Do you know that old saying? Do your children? When we say, “we can’t see the forest for the trees” we’re talking about perspective; about the ‘big picture’.

That makes sense, doesn’t it? When you’re standing facing hundreds of trees directly in front of you, it’s hard to grasp the big picture- the forest that is made up of all those trees.

Homeschooling is the same way. When we’re faced with the hundreds of ‘trees’ that make up each subject, each hour in the teaching day, each assignment and each test score it’s difficult to see the big picture. We easily lose sight of the ‘forest’ that is made up of all these individual hours in the form of a complete education, a mature worldview and a clear sense of personhood and purpose that well-educated children possess.

I’ve said so often that homeschooling is a marathon- not a sprint. We put one foot in front of another. Do it long enough and we’ve completed a marathon. But on any given day we so easily forget the ‘forest’ that’s before us.

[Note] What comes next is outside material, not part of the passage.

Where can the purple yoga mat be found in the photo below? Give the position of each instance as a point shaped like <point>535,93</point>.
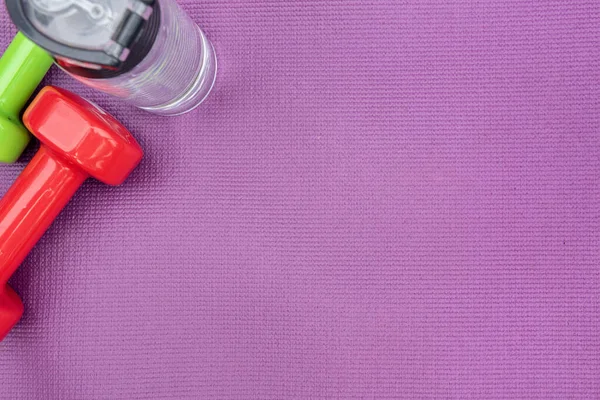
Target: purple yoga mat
<point>381,199</point>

Take a moment now to roll out the future in your mind. I want you to see your son or daughter as a mature man or woman. Watch the way they serve the Lord with their gifts and talents. Now watch the way they treat their spouse with dignity and respect- the way they nurture and train their own children. Now ‘see them’ as they offer wise counsel to their friends. Imagine them in jobs and careers where they not only know the ‘what’ of their job, but they also grasp the bigger picture of ‘why’ they’re doing what they’re doing. They have a sense of purpose and they’re pursuing it with a passion born of confidence. That’s a pretty beautiful ‘forest’ isn’t it?

Talk with your children today about the big picture. They too need to be reminded why we’re doing all this every day. It’s not just to pass a test on Friday or to be able to get into college. It’s about becoming the man or woman the Lord wants them to become. It’s about finding their purpose- their destiny. It’s about becoming a mature adult and taking their place in the world someday.
Give thanks that the hundreds of individual ‘trees’ you deal with every day comprise a rich, vast ‘forest’ which is a worthy goal.


2 Responses so far »

  1. 1

    donna said,

    So true! There are many days that I wonder if I am the best teacher for my child…especially when we are out with family and it becomes apparent my child does not know something..others feel he should know…like the months of the year..or days of the week, or they mispell an easy word. I feel like we are under a microscope and my kids must be perfect little know it alls.

    If a kid who goes to Public school is unknowlegdeable of some trivial piece of information..people laugh it off….oh those crappy public schools 😦 But if I am hometeaching and my child fails to get the right answer I am scrutiinzed and looked at as if I am such a falure. It just puts more and more pressure upon me as the parent. I admit there are days I want to give up. It is nice to read such a positive perspective. I will remember this saying you have posted. Thanks 🙂

  2. 2

    Sandra said,

    This is a great post! Thanks for the reminder.